Fonts de la informació:
- FSCL
- http://www.groklaw.net/article.php?story=20080312151954507
- http://www.softwarefreedom.org/resources/2008/osp-gpl.html
missatge de la llista:
The Software Freedom Law Center has now published an analysis of Microsoft's Open Specification Promise that it attaches to OOXML, and it finds that the promise provides no assurance for FOSS developers. One reason is because it can be revoked for future versions of specifications. It's also inconsistent with the GPL and other Free Software licenses, and the promise is limited in scope, SFLC states. Hence, SFLC urges that OOXML not be approved as an ISO standard. It also "cautions GPL implementers not to rely on the OSP." It's not that the OSP is incompatible with the GPL in the sense that the terms and the GPL's terms directly conflict. It's that the OSP is inconsistent with the freedoms that the GPL guarantees.
The part about the promise's limitation is particularly interesting: The OSP covers any of the Covered Specifications, and Microsoft's promise applies to “full or partial implementation,” according to its FAQ, but Microsoft also states:
The OSP does not apply to any work that you do beyond the scope of the covered specification(s).
This statement clarifies the qualification in the very first sentence of the OSP that the promise applies only “to the extent it conforms to a Covered Specification.” The OSP will apply to implementations of the specifications, but only to the extent that such code is used to implement the specification. Any code that implements the specification may also do other things in other contexts, so in effect the OSP does not cover any actual code, only some uses of code. Free software is software that all users have a right to copy, modify and redistribute, and as Microsoft points out in the OSP, there is no sublicensing of rights under it. So any code written in reliance on the OSP is covered by the promise only so long as it is not copied into a program that does something other than implement the specification. This is true even if the code has not otherwise been modified, and code that conforms to the specification cannot be modified if the resulting modified code does not conform.

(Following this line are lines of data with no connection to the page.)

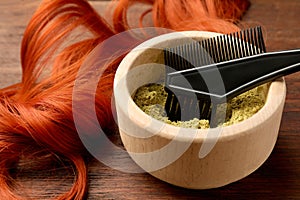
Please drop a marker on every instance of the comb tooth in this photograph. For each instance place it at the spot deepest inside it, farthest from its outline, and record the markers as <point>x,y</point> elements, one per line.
<point>222,49</point>
<point>173,114</point>
<point>245,40</point>
<point>185,56</point>
<point>261,41</point>
<point>216,54</point>
<point>255,41</point>
<point>176,59</point>
<point>233,41</point>
<point>229,50</point>
<point>240,52</point>
<point>197,61</point>
<point>204,49</point>
<point>168,102</point>
<point>248,43</point>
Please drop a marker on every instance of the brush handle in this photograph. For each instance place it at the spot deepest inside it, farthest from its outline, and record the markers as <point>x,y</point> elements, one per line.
<point>225,80</point>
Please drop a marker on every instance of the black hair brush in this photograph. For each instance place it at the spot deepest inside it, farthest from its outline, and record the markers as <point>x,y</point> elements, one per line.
<point>204,74</point>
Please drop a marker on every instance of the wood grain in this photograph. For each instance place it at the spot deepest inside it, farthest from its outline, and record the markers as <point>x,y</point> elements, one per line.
<point>277,178</point>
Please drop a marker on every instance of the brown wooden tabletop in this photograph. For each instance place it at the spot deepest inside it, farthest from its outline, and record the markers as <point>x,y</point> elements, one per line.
<point>277,178</point>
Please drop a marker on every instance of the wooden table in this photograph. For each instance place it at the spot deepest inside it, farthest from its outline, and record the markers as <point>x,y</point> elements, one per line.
<point>277,178</point>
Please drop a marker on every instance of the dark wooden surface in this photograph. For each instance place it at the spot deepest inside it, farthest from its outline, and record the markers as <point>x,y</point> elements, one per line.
<point>277,178</point>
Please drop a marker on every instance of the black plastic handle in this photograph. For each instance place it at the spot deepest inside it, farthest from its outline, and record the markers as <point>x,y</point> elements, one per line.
<point>227,79</point>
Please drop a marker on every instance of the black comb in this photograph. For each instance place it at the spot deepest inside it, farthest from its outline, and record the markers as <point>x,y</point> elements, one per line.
<point>230,64</point>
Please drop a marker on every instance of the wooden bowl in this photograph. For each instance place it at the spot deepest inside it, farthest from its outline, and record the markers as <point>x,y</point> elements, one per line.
<point>190,158</point>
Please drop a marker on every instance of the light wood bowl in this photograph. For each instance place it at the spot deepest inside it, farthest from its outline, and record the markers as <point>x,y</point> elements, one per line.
<point>190,158</point>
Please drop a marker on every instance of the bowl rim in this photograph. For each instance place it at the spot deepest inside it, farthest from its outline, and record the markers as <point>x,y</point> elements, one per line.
<point>277,90</point>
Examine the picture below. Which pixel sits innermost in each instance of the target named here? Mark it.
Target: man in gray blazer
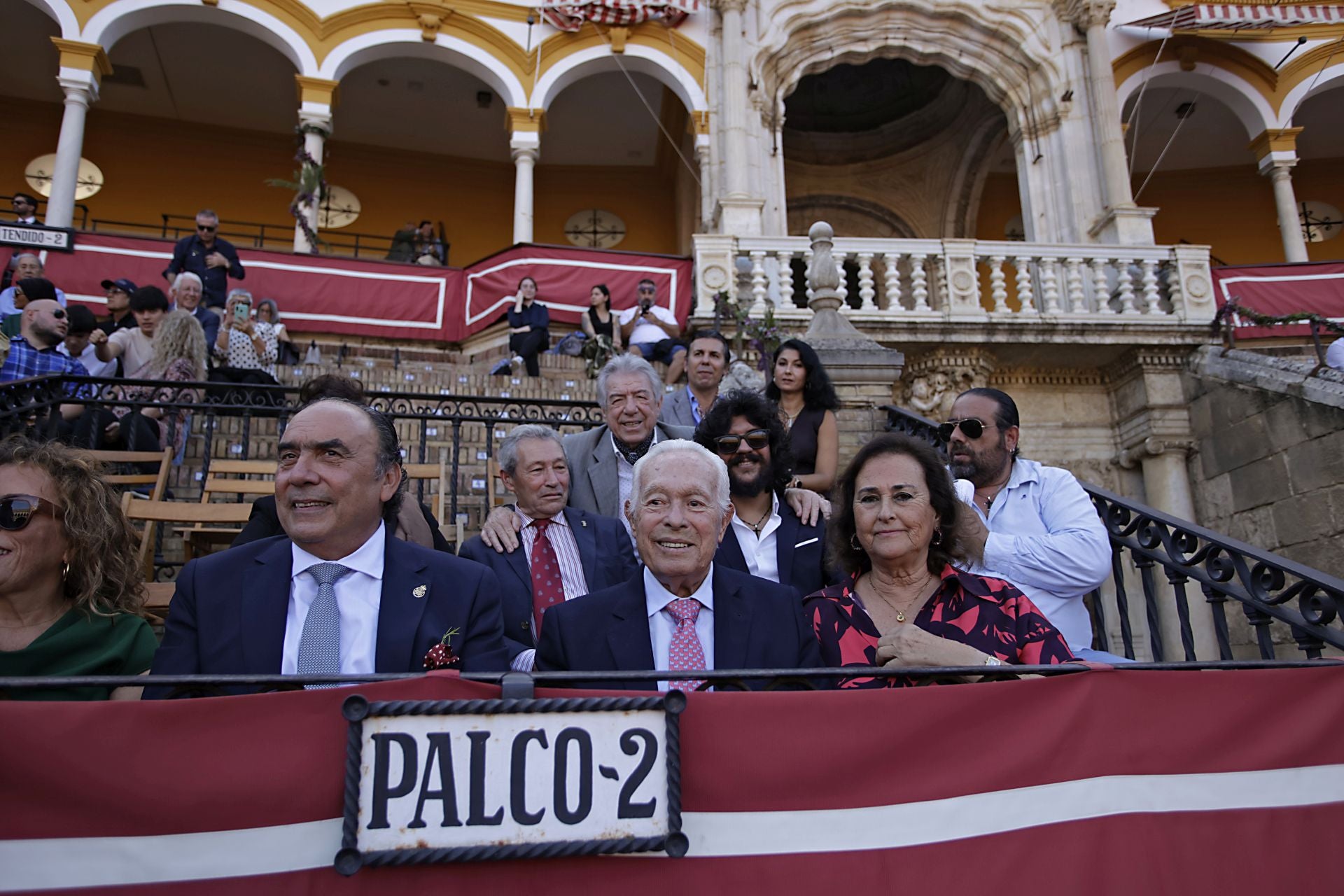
(706, 365)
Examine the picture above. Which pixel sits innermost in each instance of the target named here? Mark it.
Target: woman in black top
(808, 402)
(527, 326)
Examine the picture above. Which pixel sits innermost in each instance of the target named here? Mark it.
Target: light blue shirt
(662, 625)
(1046, 538)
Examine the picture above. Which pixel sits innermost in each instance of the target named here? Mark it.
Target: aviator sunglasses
(971, 428)
(17, 510)
(756, 441)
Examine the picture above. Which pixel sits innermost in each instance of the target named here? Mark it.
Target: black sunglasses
(756, 441)
(17, 510)
(971, 428)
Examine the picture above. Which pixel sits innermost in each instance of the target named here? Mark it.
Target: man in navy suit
(337, 594)
(566, 551)
(683, 612)
(766, 538)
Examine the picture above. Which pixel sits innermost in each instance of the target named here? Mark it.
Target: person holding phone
(244, 343)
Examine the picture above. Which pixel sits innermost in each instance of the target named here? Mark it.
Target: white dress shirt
(571, 567)
(663, 626)
(760, 550)
(359, 594)
(1046, 538)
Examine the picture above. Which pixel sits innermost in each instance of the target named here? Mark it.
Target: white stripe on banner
(88, 862)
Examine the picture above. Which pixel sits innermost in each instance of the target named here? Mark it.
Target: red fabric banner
(1109, 782)
(1282, 289)
(385, 300)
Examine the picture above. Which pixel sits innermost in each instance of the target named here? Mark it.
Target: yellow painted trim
(524, 120)
(1275, 140)
(85, 57)
(316, 90)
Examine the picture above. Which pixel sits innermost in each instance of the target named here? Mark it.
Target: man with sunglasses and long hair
(210, 258)
(766, 538)
(1034, 524)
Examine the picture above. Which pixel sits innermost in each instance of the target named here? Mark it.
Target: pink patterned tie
(686, 650)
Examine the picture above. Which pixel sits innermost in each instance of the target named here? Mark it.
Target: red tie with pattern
(547, 587)
(685, 652)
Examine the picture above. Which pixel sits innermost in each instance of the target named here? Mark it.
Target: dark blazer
(800, 552)
(757, 625)
(227, 615)
(594, 484)
(604, 550)
(264, 523)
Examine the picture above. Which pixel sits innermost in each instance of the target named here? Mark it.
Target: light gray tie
(319, 644)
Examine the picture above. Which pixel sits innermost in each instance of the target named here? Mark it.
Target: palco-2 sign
(479, 780)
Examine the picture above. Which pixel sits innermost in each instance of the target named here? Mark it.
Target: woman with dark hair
(806, 399)
(897, 530)
(527, 326)
(70, 586)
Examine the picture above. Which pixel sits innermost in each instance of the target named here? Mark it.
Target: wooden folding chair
(158, 480)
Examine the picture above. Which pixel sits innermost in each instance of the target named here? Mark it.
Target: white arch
(400, 43)
(1306, 90)
(115, 22)
(636, 58)
(61, 13)
(1250, 108)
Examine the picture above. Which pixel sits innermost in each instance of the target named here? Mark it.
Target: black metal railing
(1147, 545)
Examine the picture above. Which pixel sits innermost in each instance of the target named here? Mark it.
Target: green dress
(78, 644)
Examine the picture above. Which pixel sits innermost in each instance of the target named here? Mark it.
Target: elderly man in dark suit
(566, 551)
(337, 594)
(683, 613)
(766, 538)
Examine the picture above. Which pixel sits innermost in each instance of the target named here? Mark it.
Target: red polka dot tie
(686, 650)
(547, 586)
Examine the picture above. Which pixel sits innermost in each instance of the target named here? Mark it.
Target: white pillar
(315, 144)
(1285, 202)
(81, 89)
(526, 148)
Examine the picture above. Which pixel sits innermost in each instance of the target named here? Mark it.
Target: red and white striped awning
(570, 16)
(1203, 16)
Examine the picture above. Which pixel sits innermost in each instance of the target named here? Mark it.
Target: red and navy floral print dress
(988, 614)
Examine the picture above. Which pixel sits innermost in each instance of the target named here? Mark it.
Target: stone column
(1276, 153)
(741, 211)
(83, 67)
(316, 99)
(526, 148)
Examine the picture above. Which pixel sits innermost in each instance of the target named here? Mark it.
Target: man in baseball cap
(118, 305)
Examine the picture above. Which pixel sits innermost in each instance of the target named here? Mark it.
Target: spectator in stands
(118, 305)
(566, 552)
(685, 613)
(339, 594)
(528, 323)
(26, 265)
(652, 332)
(179, 356)
(601, 461)
(134, 347)
(210, 258)
(246, 344)
(1034, 524)
(604, 336)
(803, 391)
(186, 295)
(24, 209)
(268, 312)
(70, 587)
(897, 531)
(416, 523)
(81, 324)
(766, 538)
(708, 362)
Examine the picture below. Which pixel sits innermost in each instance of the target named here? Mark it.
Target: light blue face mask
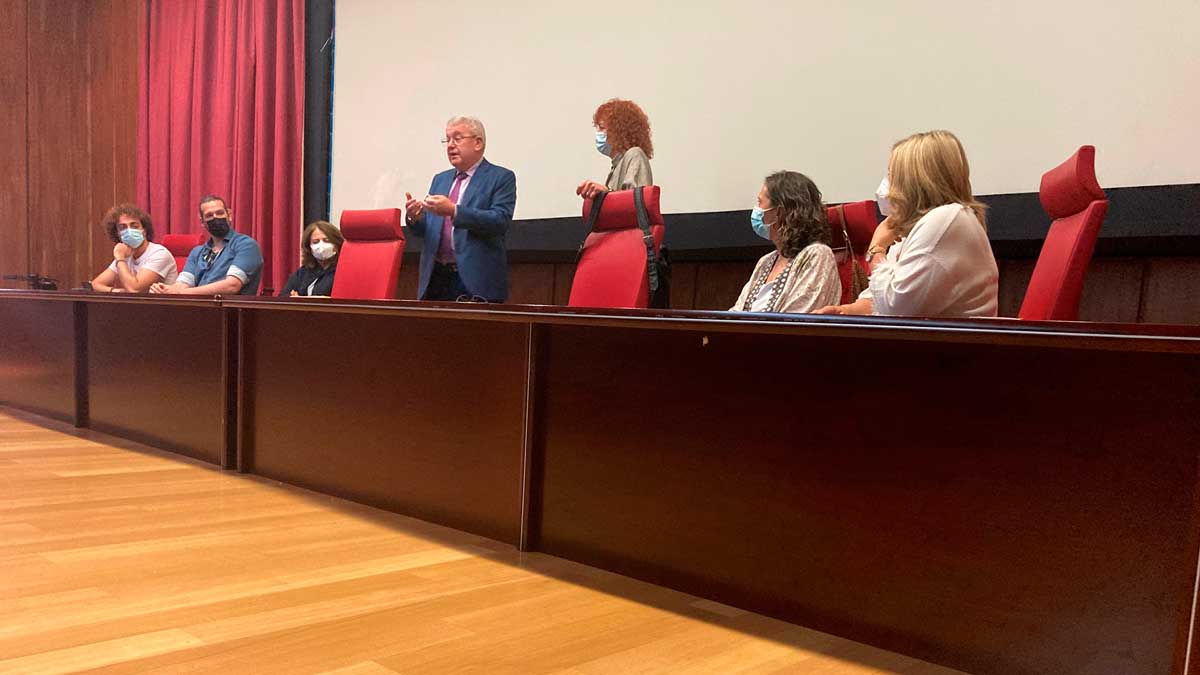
(603, 143)
(760, 227)
(133, 238)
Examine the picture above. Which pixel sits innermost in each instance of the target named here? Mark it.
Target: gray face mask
(323, 250)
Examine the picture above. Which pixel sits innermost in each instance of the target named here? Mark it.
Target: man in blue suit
(463, 221)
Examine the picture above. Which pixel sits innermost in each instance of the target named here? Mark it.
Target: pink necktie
(445, 246)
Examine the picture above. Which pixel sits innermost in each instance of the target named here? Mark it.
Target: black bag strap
(597, 202)
(643, 221)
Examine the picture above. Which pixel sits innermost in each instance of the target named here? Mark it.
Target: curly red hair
(627, 124)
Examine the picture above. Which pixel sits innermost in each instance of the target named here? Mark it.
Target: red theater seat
(369, 264)
(859, 225)
(612, 268)
(1071, 196)
(180, 245)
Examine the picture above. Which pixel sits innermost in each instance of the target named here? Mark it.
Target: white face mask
(881, 197)
(322, 250)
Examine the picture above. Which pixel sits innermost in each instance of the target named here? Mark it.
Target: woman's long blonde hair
(927, 171)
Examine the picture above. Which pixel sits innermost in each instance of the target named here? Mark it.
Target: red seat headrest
(861, 223)
(180, 245)
(1071, 186)
(618, 210)
(372, 225)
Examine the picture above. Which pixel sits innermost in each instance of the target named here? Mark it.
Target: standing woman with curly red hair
(623, 133)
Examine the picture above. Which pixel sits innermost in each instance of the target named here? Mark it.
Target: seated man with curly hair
(623, 133)
(801, 275)
(137, 261)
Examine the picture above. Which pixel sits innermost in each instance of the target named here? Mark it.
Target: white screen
(736, 90)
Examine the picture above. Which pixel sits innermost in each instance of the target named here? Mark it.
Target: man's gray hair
(477, 126)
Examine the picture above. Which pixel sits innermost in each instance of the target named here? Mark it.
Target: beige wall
(736, 90)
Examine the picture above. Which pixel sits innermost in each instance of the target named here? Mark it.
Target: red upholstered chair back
(369, 263)
(1071, 196)
(861, 225)
(180, 245)
(612, 269)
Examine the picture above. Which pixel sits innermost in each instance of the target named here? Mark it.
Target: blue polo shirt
(240, 257)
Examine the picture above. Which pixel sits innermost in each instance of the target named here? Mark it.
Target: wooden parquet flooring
(115, 559)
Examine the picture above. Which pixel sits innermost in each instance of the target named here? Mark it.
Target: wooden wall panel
(1113, 291)
(113, 96)
(58, 141)
(532, 284)
(1173, 291)
(564, 275)
(13, 196)
(409, 276)
(683, 285)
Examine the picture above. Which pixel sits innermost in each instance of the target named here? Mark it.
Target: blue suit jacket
(485, 213)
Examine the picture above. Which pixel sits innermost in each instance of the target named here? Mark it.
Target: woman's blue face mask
(760, 226)
(132, 238)
(603, 143)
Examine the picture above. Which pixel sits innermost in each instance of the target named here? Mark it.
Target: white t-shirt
(943, 268)
(156, 258)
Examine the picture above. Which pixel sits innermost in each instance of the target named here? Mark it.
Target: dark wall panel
(59, 162)
(113, 95)
(984, 520)
(1173, 291)
(532, 284)
(155, 375)
(421, 417)
(13, 195)
(37, 359)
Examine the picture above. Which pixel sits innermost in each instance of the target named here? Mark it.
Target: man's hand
(589, 189)
(413, 209)
(441, 205)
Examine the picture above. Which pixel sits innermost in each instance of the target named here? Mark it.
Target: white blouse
(943, 268)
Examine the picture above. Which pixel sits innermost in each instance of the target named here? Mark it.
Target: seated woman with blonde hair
(137, 261)
(930, 257)
(801, 274)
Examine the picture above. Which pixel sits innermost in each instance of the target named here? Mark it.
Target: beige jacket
(811, 285)
(630, 169)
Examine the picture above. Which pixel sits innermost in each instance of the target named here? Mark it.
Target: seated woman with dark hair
(801, 274)
(319, 246)
(623, 133)
(137, 261)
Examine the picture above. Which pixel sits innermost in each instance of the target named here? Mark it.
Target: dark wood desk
(991, 495)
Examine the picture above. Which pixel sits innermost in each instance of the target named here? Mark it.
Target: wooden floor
(119, 559)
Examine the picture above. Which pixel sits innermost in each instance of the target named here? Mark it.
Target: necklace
(777, 290)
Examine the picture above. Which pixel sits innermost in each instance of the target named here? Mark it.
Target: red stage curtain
(221, 111)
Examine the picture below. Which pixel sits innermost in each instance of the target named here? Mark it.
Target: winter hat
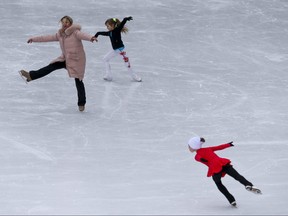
(195, 143)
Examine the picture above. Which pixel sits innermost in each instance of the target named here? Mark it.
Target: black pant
(233, 173)
(56, 66)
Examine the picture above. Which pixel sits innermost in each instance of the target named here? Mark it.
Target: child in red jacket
(218, 167)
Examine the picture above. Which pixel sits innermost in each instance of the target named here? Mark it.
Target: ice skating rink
(213, 68)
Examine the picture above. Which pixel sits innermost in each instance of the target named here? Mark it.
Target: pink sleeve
(83, 36)
(45, 38)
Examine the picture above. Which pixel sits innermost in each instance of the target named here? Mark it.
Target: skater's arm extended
(43, 38)
(222, 146)
(102, 33)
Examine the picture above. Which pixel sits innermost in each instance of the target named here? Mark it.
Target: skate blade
(24, 78)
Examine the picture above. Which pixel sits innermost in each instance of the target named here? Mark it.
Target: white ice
(214, 68)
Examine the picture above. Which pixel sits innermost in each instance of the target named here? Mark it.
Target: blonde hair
(115, 22)
(68, 18)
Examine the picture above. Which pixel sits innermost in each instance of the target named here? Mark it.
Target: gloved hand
(129, 18)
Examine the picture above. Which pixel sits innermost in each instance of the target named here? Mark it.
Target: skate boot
(25, 75)
(81, 108)
(253, 189)
(136, 78)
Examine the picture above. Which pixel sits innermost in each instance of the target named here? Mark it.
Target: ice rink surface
(213, 68)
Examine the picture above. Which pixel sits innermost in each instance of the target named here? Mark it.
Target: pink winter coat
(72, 49)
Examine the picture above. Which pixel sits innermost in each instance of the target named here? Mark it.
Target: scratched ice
(215, 68)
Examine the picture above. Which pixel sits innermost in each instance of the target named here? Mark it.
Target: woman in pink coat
(218, 167)
(73, 56)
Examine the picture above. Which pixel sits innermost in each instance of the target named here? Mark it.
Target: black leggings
(56, 66)
(228, 169)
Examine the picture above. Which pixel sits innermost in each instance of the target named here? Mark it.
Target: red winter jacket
(210, 159)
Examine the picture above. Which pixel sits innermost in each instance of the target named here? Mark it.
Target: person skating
(115, 28)
(218, 167)
(73, 56)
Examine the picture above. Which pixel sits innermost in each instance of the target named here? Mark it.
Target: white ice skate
(253, 189)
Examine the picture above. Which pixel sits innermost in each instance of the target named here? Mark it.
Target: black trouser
(233, 173)
(56, 66)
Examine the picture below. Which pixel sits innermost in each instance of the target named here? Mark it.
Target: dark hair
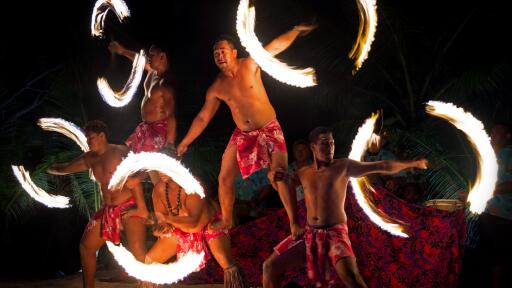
(96, 126)
(169, 77)
(313, 135)
(227, 38)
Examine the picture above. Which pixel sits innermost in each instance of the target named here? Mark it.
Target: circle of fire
(245, 20)
(71, 131)
(359, 145)
(156, 272)
(99, 13)
(486, 178)
(487, 173)
(366, 34)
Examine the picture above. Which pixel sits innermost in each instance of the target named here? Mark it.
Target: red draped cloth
(430, 257)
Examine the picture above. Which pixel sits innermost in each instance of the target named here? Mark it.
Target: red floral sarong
(324, 244)
(148, 137)
(110, 219)
(253, 148)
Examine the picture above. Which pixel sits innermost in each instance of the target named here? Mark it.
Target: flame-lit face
(301, 152)
(156, 58)
(323, 148)
(223, 54)
(96, 141)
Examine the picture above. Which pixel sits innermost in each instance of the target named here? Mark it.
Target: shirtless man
(158, 129)
(258, 134)
(325, 185)
(184, 226)
(108, 222)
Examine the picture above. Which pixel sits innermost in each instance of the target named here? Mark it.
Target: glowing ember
(156, 272)
(245, 21)
(367, 28)
(69, 130)
(100, 12)
(157, 162)
(123, 97)
(359, 145)
(480, 142)
(52, 201)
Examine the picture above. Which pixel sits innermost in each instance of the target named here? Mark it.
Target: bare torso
(205, 215)
(155, 105)
(325, 190)
(103, 166)
(245, 95)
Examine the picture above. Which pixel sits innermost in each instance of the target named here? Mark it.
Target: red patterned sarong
(110, 219)
(253, 148)
(322, 245)
(197, 241)
(148, 137)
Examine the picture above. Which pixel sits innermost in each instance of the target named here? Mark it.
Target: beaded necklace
(176, 210)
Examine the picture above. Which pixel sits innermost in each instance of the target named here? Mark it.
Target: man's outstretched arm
(359, 169)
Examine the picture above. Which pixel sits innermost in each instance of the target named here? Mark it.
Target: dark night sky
(53, 34)
(50, 33)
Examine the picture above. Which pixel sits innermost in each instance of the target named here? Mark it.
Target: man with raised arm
(158, 129)
(106, 225)
(184, 226)
(258, 140)
(326, 238)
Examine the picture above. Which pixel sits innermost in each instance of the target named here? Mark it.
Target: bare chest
(104, 166)
(240, 88)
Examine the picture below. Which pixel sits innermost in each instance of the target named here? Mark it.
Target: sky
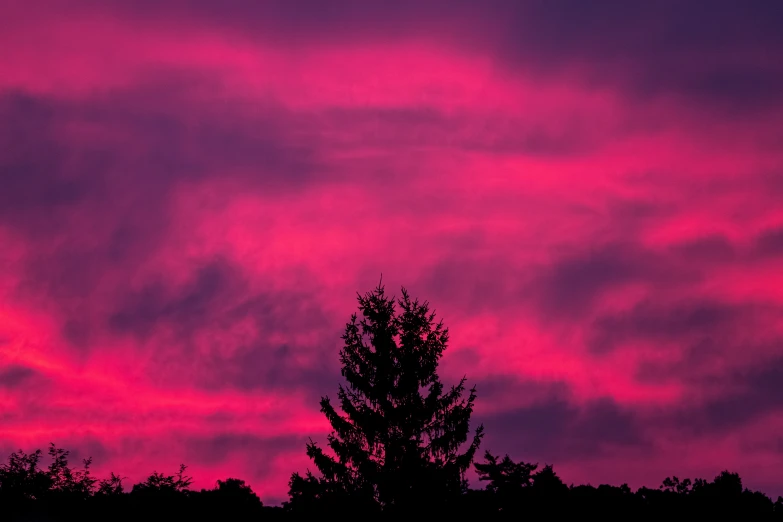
(587, 193)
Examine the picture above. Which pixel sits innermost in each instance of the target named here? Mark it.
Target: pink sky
(589, 197)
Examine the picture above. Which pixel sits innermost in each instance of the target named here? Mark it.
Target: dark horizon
(587, 193)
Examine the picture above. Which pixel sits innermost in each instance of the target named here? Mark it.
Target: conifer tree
(397, 443)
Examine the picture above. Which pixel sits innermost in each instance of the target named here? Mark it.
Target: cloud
(588, 195)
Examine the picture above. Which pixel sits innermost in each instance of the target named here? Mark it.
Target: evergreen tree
(397, 443)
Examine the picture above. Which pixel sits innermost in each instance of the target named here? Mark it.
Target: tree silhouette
(397, 444)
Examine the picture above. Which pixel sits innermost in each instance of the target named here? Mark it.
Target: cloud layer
(589, 197)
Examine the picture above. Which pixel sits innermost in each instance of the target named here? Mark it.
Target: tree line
(400, 445)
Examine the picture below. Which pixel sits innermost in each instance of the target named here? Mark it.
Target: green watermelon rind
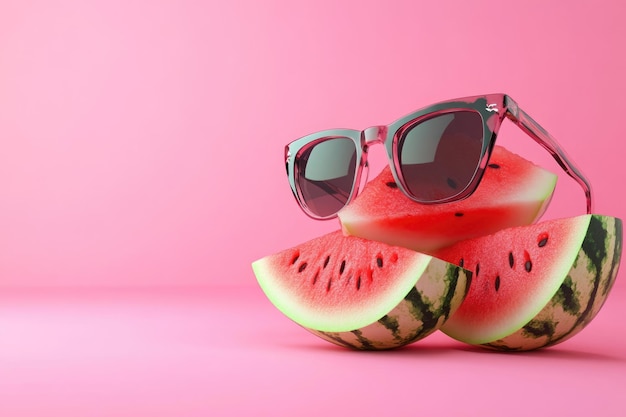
(418, 315)
(544, 321)
(502, 326)
(337, 318)
(580, 298)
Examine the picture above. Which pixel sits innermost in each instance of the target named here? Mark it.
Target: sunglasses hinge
(374, 134)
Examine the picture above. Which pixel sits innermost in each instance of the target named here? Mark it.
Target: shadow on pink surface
(228, 351)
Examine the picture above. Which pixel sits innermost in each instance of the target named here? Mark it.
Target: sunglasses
(437, 154)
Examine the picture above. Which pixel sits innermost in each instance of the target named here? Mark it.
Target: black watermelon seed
(528, 265)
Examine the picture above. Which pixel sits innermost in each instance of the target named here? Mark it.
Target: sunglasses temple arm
(541, 136)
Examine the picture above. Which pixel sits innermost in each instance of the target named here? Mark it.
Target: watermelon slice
(537, 285)
(362, 294)
(513, 192)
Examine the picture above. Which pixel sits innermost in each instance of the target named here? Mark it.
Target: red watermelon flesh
(359, 293)
(537, 285)
(513, 192)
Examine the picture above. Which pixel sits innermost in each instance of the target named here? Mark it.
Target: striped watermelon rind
(421, 312)
(582, 294)
(408, 300)
(577, 285)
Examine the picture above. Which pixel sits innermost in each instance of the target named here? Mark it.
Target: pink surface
(142, 141)
(228, 352)
(141, 146)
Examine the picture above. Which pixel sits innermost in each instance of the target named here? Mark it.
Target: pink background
(142, 147)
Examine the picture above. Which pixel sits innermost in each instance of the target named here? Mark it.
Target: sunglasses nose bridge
(374, 134)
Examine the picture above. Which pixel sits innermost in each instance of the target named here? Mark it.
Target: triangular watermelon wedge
(537, 285)
(513, 192)
(362, 294)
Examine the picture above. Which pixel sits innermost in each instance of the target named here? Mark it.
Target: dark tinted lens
(439, 156)
(325, 175)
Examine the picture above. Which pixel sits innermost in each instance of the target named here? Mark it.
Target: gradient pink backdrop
(141, 148)
(142, 141)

Therefore the OSP doesn't permit free software implementation: it permits implementation under free software licenses so long as the resulting
code isn't used freely.
In other words, I read that as saying that Microsoft says you can use it, but only in a very limited field of use defined by Microsoft, and only as long as you don't use it the way Microsoft knows FOSS developers use code. Like their lawyers didn't realize. Hardy har.